The fungus lives as a normal saprotrophic fungus might, decomposing falling leaf matter. For European ash trees, which had never encountered the fungus, it’s been a different story - and one that McMullan and colleagues are working to understand.

That knowledge could be key to understanding not just the threat posed by ash dieback, but how plant pathogens emerge in a variety of species. In fact, Dr Nasmille Larke-Mejía - an EI scientist working on the GROW Colombia project - has recently begun to investigate a very similar story in coffee plantations.

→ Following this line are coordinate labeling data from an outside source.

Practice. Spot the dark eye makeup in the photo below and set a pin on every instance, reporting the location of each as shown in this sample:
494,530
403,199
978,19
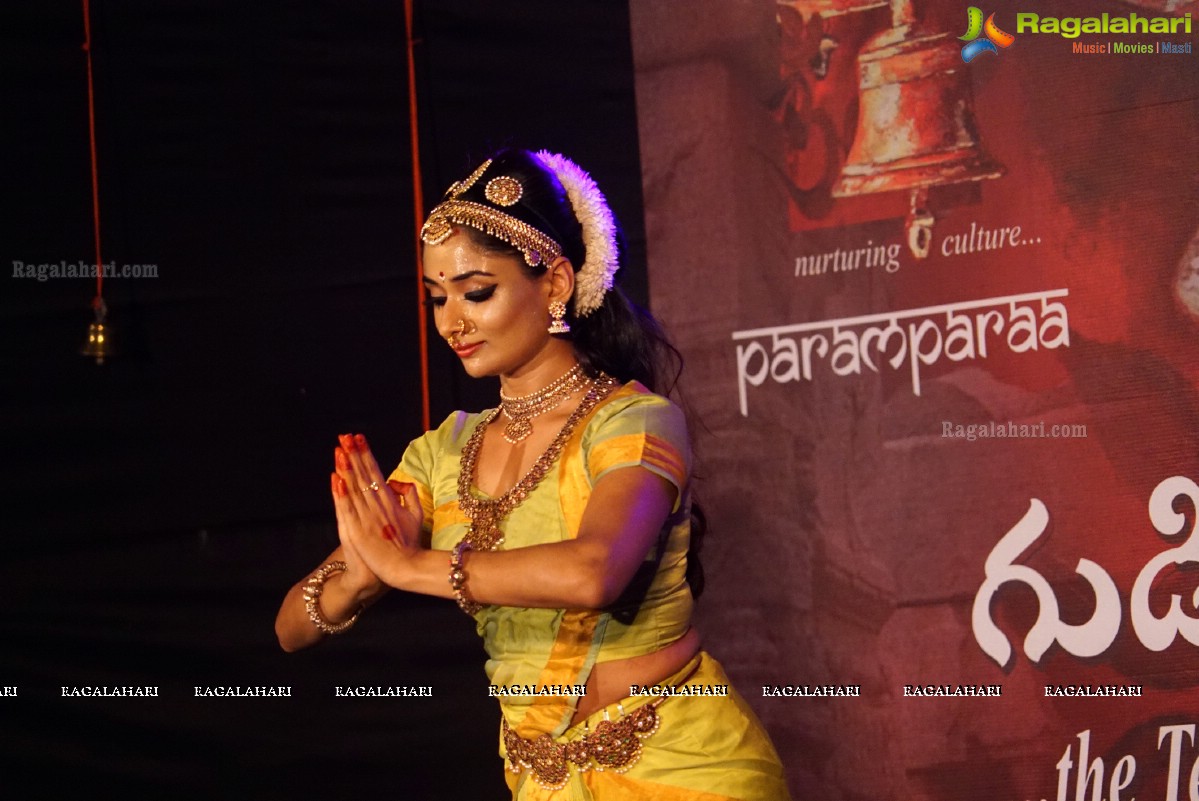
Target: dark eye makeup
474,296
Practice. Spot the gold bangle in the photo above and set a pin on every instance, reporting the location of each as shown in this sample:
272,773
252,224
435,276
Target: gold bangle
312,592
458,578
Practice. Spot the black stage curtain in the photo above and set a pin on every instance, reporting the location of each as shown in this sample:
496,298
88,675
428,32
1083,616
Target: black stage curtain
157,507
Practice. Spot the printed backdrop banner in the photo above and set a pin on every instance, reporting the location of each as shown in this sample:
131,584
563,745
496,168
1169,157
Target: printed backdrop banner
935,272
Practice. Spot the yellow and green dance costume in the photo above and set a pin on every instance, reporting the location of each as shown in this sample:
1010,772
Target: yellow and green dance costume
704,747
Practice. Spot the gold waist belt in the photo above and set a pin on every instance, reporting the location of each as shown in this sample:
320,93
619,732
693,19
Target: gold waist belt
614,745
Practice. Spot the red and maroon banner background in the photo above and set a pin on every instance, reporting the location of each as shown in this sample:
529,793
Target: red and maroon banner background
971,469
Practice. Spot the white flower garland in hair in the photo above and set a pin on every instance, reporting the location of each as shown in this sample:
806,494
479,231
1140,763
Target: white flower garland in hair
596,275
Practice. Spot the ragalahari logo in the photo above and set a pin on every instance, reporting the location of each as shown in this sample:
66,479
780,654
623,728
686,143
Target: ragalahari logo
993,35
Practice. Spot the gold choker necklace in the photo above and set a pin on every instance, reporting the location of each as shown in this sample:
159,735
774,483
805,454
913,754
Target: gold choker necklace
522,410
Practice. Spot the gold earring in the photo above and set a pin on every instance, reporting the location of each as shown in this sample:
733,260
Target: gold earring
556,321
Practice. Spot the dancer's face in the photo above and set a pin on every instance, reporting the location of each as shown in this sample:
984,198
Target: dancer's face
506,312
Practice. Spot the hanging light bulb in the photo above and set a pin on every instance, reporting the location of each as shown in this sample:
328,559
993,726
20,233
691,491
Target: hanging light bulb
98,344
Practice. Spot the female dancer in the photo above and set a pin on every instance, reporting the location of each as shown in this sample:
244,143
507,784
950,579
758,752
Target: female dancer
560,519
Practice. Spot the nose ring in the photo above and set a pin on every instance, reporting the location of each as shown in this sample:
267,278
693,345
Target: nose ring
459,329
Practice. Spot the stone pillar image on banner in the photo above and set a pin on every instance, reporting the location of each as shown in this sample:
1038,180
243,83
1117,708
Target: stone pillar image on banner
932,267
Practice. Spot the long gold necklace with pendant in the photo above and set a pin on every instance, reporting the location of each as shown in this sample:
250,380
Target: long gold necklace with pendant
486,513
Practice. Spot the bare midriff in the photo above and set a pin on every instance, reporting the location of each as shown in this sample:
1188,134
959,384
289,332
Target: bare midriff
609,681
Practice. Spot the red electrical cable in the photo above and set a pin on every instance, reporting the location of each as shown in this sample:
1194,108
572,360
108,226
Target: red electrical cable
98,301
417,212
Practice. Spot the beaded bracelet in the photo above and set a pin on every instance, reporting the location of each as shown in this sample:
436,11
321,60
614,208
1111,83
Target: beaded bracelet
458,578
312,592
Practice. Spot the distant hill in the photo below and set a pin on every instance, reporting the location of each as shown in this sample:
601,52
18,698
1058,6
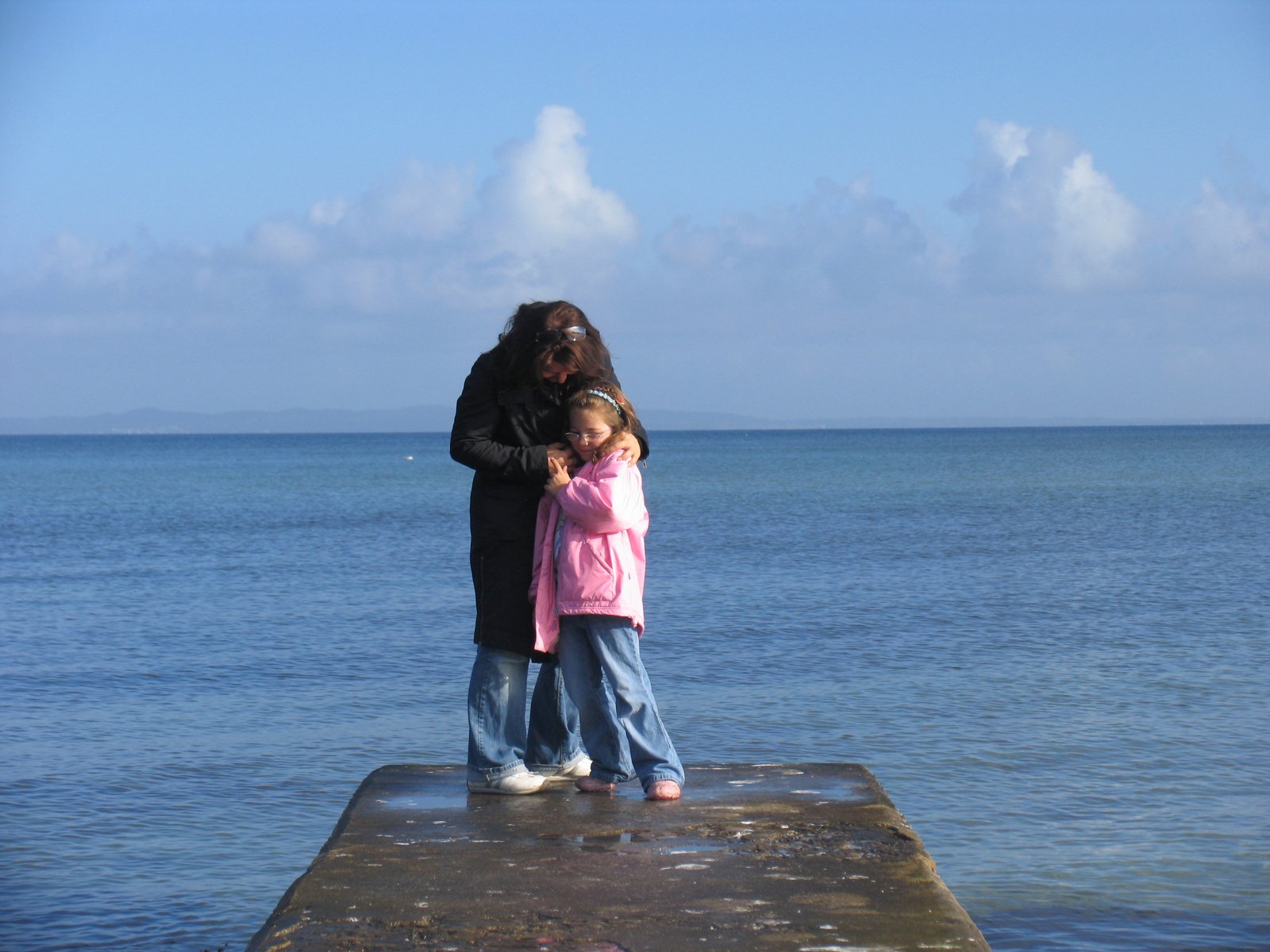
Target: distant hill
437,419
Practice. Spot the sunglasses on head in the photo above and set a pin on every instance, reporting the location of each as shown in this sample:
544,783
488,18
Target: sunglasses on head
552,334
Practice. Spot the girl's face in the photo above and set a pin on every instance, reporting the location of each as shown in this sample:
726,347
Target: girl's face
588,429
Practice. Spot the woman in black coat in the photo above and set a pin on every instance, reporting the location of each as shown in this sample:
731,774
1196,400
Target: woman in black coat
508,422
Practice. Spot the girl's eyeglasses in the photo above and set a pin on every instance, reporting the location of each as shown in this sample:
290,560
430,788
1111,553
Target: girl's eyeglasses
552,334
588,437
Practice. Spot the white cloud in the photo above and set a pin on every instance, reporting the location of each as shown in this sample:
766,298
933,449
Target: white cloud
1058,267
1227,243
1045,216
1095,228
544,201
421,239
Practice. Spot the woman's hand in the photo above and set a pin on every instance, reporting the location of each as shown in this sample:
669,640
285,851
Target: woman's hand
558,475
563,452
629,448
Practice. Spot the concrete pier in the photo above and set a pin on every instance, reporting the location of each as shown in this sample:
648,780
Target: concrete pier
799,857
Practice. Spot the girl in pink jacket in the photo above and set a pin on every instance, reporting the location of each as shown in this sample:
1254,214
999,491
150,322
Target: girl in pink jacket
588,593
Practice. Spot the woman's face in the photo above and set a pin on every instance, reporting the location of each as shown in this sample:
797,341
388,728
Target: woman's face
556,374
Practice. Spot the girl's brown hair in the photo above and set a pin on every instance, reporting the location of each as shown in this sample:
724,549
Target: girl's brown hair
526,359
616,410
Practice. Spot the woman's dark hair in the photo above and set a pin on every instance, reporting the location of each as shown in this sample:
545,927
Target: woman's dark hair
526,355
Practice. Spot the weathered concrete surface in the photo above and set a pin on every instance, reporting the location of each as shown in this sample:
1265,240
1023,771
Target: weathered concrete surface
800,857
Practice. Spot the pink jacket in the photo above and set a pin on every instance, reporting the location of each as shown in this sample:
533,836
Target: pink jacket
601,568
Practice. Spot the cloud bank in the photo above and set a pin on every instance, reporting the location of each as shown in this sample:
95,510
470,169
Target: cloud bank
1054,260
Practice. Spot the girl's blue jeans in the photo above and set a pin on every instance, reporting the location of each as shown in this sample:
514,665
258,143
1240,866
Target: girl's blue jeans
499,740
622,730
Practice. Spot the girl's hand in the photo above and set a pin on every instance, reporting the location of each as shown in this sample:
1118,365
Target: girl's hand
629,448
558,475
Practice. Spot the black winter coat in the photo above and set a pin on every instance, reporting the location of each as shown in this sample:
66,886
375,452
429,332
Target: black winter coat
502,432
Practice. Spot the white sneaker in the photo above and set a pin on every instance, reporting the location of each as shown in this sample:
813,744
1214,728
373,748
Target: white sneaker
572,771
512,785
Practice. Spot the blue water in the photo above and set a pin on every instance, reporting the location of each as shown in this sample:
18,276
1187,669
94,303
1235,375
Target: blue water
1051,645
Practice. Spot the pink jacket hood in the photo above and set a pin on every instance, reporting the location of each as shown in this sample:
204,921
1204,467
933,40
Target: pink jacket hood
601,562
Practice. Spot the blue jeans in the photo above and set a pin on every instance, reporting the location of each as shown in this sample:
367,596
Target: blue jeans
499,743
620,727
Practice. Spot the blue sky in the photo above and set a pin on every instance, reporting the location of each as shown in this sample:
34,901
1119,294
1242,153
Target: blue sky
787,209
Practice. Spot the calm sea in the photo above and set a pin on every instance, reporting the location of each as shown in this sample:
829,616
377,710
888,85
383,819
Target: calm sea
1051,645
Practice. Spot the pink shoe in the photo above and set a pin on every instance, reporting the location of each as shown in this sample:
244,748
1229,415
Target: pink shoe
664,790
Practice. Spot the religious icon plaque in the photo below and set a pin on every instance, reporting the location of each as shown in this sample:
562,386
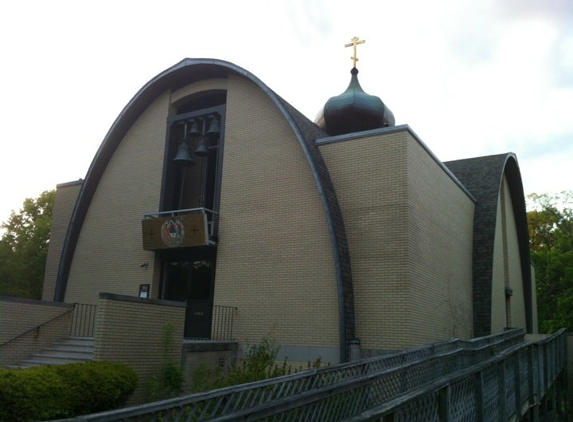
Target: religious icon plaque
182,231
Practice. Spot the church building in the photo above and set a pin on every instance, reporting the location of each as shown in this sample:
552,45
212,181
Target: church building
209,188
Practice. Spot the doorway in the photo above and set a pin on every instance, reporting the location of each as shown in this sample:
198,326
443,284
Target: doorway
189,277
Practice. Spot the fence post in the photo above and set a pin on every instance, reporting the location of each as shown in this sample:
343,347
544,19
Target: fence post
480,402
444,405
502,389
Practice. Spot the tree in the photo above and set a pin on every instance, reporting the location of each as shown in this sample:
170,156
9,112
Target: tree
24,247
551,241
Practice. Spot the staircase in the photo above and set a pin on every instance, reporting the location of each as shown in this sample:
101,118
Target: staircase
73,349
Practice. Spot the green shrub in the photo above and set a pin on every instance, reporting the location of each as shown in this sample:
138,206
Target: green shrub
171,381
63,391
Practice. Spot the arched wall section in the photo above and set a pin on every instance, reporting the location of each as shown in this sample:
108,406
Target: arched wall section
274,256
109,252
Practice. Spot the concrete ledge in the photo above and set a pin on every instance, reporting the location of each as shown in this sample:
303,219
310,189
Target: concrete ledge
135,299
36,302
209,346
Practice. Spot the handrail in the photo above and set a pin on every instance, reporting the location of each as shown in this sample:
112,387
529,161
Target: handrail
393,375
36,327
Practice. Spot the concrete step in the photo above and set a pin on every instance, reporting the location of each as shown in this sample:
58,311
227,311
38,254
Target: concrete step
70,350
67,352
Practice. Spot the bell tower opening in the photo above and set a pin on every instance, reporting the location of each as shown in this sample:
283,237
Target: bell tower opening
191,187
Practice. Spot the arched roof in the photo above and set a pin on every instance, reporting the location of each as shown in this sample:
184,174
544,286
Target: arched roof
183,73
483,177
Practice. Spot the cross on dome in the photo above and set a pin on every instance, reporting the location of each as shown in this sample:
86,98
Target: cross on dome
354,43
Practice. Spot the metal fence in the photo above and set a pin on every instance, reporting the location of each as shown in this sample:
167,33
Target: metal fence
498,377
83,320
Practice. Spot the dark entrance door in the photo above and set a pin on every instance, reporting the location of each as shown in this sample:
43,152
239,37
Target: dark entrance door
190,279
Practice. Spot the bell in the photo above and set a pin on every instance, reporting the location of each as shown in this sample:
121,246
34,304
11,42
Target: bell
214,127
194,130
202,149
183,155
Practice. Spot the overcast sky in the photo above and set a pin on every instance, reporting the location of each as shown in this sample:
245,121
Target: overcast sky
470,77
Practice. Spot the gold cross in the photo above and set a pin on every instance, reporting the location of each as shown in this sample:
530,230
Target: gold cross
354,43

“We’re looking at a fungus that’s normally saprophytic,” says Larke-Mejía. “It lives on dead wood, and is well studied for its bioluminescence. But out of nowhere, we find a species that can kill coffee plants.

“There are a lot of similarities with ash dieback, so I’m excited to speak with Mark and Jess to find out how they investigated it. We can use the same strategies to look for the genes that give the fungus this unusual characteristic to kill coffee.”

Michelle Grey is currently tackling a fungal disease of wheat known as take-all - analysing not just the pathogen itself, but the community of microorganisms which live in and around the roots. “To get a better understanding of how all these events occur, it’s important to recognise that there’s a lot of diversity out there that doesn’t end up infecting a crop,” she explains.

“There are all these fungi that exist in the wild which are not killers. I’m really interested in why that is.”

For McMullan, invasion biology is the skeleton key which could unlock the roots of all of these seemingly disparate diseases. “All of these pathogens invade from one environment to another,” he says. “But there are many which don’t make it. Discerning the differences is paramount if we’re to truly understand what makes agricultural pathogens - from beet rust to take-all - so devastating.”

Hélène Yvanne is a PhD CASE student on the Norwich Research Park Doctoral Training Programme.